With a method that Dr. Hassell explains as “blinding” the root, he and his team were able to keep plant roots from growing any further. Then, after getting a hold of a bot to play with, the team was able to make modifications that birthed its now-patented technology.

“This new process we developed helps graft the plants at a very high rate, so we eliminated any regrowth problems they were having with the plant in addition to cutting down labor,” Dr. Hassell shares.

The robot can produce between 300 and 600 plants per hour, depending on the speed setting, with a take rate of about 98 percent. This is a consistency Dr. Hassell says growers are hard-pressed to find in the U.S. because long-term hires for the job can be difficult to keep.

“The initial cost of the robot is about $30,000, but finding and keeping consistent labor to do this job in the United States is nearly impossible,” he elaborates. Dr. Hassell has seen human hands that can keep up with the technology overseas, but the road it takes to get there seems to be both an economic and cultural separation.

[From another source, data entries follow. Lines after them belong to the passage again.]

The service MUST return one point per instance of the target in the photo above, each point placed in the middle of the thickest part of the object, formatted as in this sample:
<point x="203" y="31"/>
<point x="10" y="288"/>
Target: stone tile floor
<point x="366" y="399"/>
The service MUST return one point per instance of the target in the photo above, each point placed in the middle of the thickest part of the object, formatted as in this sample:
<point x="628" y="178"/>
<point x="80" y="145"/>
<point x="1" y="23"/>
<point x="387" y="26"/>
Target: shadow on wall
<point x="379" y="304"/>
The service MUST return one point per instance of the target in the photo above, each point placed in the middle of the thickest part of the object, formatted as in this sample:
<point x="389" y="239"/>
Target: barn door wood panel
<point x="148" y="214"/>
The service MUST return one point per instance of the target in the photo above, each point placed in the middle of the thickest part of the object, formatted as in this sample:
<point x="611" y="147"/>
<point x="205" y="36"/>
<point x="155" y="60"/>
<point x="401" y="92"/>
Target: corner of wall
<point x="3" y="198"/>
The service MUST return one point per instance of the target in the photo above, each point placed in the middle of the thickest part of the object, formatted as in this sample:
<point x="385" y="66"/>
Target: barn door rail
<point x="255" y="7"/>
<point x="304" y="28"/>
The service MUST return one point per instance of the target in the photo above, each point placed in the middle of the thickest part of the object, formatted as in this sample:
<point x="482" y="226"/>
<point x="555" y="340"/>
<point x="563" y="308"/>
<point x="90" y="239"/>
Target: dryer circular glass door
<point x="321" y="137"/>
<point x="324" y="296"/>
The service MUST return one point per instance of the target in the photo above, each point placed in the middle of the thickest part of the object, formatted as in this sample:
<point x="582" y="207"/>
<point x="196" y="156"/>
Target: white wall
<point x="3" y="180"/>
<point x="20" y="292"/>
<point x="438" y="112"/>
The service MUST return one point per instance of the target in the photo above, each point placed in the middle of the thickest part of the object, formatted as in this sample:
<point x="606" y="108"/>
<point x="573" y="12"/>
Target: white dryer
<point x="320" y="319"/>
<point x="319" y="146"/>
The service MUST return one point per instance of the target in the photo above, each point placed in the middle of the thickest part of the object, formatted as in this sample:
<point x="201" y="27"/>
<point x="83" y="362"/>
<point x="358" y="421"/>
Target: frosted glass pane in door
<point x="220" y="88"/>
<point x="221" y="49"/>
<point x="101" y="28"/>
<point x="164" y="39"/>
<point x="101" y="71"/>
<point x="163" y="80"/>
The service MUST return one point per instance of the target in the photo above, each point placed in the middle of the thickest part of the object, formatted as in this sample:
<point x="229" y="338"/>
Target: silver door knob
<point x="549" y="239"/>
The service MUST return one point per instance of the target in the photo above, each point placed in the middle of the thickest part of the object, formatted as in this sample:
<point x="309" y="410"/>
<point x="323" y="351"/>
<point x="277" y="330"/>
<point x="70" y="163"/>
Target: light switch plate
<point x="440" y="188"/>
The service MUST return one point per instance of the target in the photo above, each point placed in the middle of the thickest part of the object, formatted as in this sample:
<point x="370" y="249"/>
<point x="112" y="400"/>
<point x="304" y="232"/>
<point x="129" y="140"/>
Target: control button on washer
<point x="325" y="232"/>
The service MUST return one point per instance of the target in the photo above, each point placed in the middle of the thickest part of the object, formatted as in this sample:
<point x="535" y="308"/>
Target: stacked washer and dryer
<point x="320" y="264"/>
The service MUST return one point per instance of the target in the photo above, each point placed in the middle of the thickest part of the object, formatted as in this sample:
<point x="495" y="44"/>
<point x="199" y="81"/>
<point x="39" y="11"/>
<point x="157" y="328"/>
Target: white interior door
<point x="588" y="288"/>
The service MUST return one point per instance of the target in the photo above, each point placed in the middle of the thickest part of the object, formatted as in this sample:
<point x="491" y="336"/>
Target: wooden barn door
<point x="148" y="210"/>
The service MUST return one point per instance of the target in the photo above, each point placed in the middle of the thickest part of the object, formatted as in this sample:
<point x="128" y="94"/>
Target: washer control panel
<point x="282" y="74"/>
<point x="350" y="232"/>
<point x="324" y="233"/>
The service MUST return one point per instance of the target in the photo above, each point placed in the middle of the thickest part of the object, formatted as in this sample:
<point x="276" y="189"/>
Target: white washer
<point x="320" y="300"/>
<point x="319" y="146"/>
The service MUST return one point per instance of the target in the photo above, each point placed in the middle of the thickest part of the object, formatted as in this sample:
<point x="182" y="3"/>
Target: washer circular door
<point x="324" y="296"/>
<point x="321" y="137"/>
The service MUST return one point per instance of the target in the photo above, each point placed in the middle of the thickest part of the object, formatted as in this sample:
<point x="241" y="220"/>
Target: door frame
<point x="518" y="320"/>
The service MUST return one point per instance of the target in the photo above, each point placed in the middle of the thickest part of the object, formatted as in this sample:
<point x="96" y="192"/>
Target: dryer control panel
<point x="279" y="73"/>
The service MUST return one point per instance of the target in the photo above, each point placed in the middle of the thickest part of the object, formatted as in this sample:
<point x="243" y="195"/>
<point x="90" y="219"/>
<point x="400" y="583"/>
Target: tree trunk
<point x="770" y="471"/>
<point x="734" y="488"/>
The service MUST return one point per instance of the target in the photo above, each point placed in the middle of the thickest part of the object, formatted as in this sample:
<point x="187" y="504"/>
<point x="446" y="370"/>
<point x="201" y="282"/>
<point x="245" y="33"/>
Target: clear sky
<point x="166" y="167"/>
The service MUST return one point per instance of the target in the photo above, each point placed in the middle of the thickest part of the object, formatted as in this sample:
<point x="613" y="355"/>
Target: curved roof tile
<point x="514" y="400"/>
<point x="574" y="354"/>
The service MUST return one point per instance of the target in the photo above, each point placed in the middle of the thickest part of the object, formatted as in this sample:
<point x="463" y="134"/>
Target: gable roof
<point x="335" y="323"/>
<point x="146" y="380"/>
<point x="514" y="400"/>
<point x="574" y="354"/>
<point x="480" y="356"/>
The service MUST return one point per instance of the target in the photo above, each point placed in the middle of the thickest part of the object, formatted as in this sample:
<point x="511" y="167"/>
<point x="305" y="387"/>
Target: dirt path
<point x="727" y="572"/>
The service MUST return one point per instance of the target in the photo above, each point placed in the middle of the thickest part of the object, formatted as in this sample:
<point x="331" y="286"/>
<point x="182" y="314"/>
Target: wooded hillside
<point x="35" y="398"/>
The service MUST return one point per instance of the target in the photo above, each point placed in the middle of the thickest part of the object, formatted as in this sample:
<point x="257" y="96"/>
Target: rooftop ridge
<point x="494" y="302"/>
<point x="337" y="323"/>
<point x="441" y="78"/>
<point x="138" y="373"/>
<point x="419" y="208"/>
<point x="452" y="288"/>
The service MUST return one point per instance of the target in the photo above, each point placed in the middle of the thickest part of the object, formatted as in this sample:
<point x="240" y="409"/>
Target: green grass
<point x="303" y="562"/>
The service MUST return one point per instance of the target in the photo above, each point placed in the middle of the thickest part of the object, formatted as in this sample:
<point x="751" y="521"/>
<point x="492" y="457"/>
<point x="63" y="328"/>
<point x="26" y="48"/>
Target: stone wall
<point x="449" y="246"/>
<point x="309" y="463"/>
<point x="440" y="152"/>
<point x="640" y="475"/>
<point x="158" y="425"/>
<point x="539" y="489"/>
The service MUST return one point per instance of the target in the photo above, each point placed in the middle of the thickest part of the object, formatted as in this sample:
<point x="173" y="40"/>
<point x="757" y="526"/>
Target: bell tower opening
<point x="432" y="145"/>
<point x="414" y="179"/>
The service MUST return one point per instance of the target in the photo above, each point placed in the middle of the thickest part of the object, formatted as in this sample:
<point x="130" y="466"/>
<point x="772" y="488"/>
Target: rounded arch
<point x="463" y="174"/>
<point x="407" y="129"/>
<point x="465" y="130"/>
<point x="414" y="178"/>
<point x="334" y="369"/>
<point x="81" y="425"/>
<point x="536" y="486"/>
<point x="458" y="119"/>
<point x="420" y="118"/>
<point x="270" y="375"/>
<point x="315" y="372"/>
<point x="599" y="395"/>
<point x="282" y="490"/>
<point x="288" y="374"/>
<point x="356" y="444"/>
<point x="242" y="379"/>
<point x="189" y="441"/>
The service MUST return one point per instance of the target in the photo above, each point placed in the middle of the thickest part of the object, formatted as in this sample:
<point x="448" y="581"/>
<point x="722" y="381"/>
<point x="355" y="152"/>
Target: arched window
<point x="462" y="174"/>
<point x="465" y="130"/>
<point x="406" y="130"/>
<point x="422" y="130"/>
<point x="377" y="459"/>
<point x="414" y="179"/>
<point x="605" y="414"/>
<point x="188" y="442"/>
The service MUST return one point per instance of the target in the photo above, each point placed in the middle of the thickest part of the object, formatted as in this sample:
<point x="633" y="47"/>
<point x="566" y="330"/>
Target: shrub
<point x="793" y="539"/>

“To see laborers keep up with the robot, like some can overseas, it has taken them 20 to 30 years of doing this eight hours a day for a very low minimum wage,” Dr. Hassell shares. “Here in the United States, where minimum wage can range anywhere from $12 to $15 an hour, it’s difficult enough, and an even greater problem is getting them to stay and do so consistently. This is an art that you have to do correctly each time, something a robot can do successfully without error.”

So, while the initial cost for the bot with Dr. Hassell’s technological modifications can cost around $30,000, it is an investment that could see a long-term payoff for some, and short-term for others.

As he tells me about some of the advantages grafting offers, it occurs to me that the technology could offer something to the organic industry as well. Dr. Hassell confirms my hunch enthusiastically.

“The organic industry doesn’t use any fumigation at all, so the grafting procedure is all organic certified,” he says, adding that Mexico and Canada, both with sizeable greenhouse operations, use grafting frequently as well.

When I ask about room for growth with this technology being introduced and spreading, Dr. Hassel is quick to respond.

“We hope!” he says with a laugh. “Currently, there are no watermelon cultivars, for example, that are resistant to soil-born disease, and we don’t see it happening in the next several years. And there are tomato soil-born diseases that they cannot combat by breeding. Grafting has been able to bring back a lot of heirloom tomatoes because they are susceptible to soil-born diseases, exciting many of the organic industry who can now develop and grow those tomatoes through grafting and developing resistant rootstock.”

Still extremely new, Dr. Hassell explains that the technology has only been available for about a year, but has been very well received.

“I have a lot of growers with smaller acreage already using this technology for their own grafting, but the larger they get, the more it makes sense to go with operations that do grafting exclusively,” he shares. “Right now grafted plants are being produced by several large outfits. Currently, there is one out of California and one out of North Carolina.”

So, what is next for the robot doctor? This project in particular was funded the last four years by a federal grant–the specialty crops grant–and the team is reapplying to take its craft to the next step.

“Because we are continuing to develop our own type of technology to make our own rootstock material in the United States, instead of it coming from overseas, we are currently embarking on another grant through the same agency,” he says.

It seems as though a scientist’s work is never done.